Question

The co-ordinates of a particle moving in a plane are given by $x\left(t\right)=a\cos \left(pt\right)$ and $y\left(t\right)=b\sin \left(pt\right)$ where $a,b(b<a)$ and $p$ are positive constants of appropriate dimensions. Then,

• A. The path of the particle is an ellipse.
• B. The velocity and acceleration of the particle are normal to each other at $t=\frac{\pi }{2p}$
• C. The acceleration of the particle is always directed towards origin.
• D. The distance travelled by the particle in time internal $t=0$ to $t=\frac{\pi }{2p}$ is $a$.

Answer 1

Answer: (A), (B), (C)

The acceleration of the particle is always directed towards origin.

Given:
$x\left(t\right)=a\cos \left(pt\right)$

$\Rightarrow \cos \left(pt\right)=\frac{x}{a}.......\left(1\right)$

$y\left(t\right)=b\sin \left(pt\right)$

$\Rightarrow \sin \left(pt\right)=\frac{y}{b}.........\left(2\right)$

From Eq.(1) and (2),

${\sin }^2\left(pt\right)+{\cos }^2\left(pt\right)=1$

$\Rightarrow \frac{x^2}{a^2}+\frac{y^2}{b^2}=1$

This is the equation of an ellipse.

Also,
$\overrightarrow{r}\left(t\right)=a\cos \left(pt\right)\hat{i}+b\sin \left(pt\right)\hat{j}......\left(3\right)$

So, $\overrightarrow{v}\left(t\right)=-ap\sin \left(pt\right)\hat{i}+bp\cos \left(pt\right)\hat{j}....\left(4\right)$

and
$\overrightarrow{a}\left(t\right)=-a{p}^2\cos \left(pt\right)\hat{i}-b{p}^2\sin \left(pt\right)\hat{j}....\left(5\right)$

Now, at $t=\frac{\pi }{2p}$,
from eq. (4) and eq. (5)

$\overrightarrow{v}=-ap\hat{i};\overrightarrow{a}=-b{p}^2\hat{j}$

Thus, $\overrightarrow{v}$ and $\overrightarrow{a}$ are perpendicular to each other.

From (3) and (5),

$\overrightarrow{a}\left(t\right)=-p^2\overrightarrow{r}\left(t\right)$
[radial acceleration]

Therefore, acceleration of the particle is always directed towards the origin.
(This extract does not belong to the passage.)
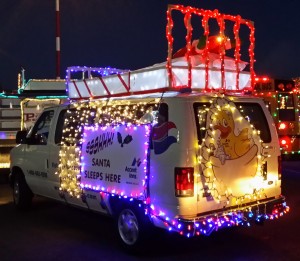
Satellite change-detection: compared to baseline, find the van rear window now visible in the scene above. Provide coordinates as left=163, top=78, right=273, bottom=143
left=194, top=102, right=271, bottom=144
Now, at $t=0$, from eq.(3)
$\overrightarrow{r_1}=a\hat{i}$

At $t=\frac{\pi }{2p};{\overrightarrow{r}}_2=b\hat{j}$

Hence, displacement of the particle is equal to length $\text{AB}=\sqrt{a^2+b^2}$.

Therefore, option $\left(a\right),\left(b\right)$ and $\left(c\right)$ are the correct answer.

Why this question ? This is a very beautiful question which check your basic understanding of kinematics and it's graphical interpretation.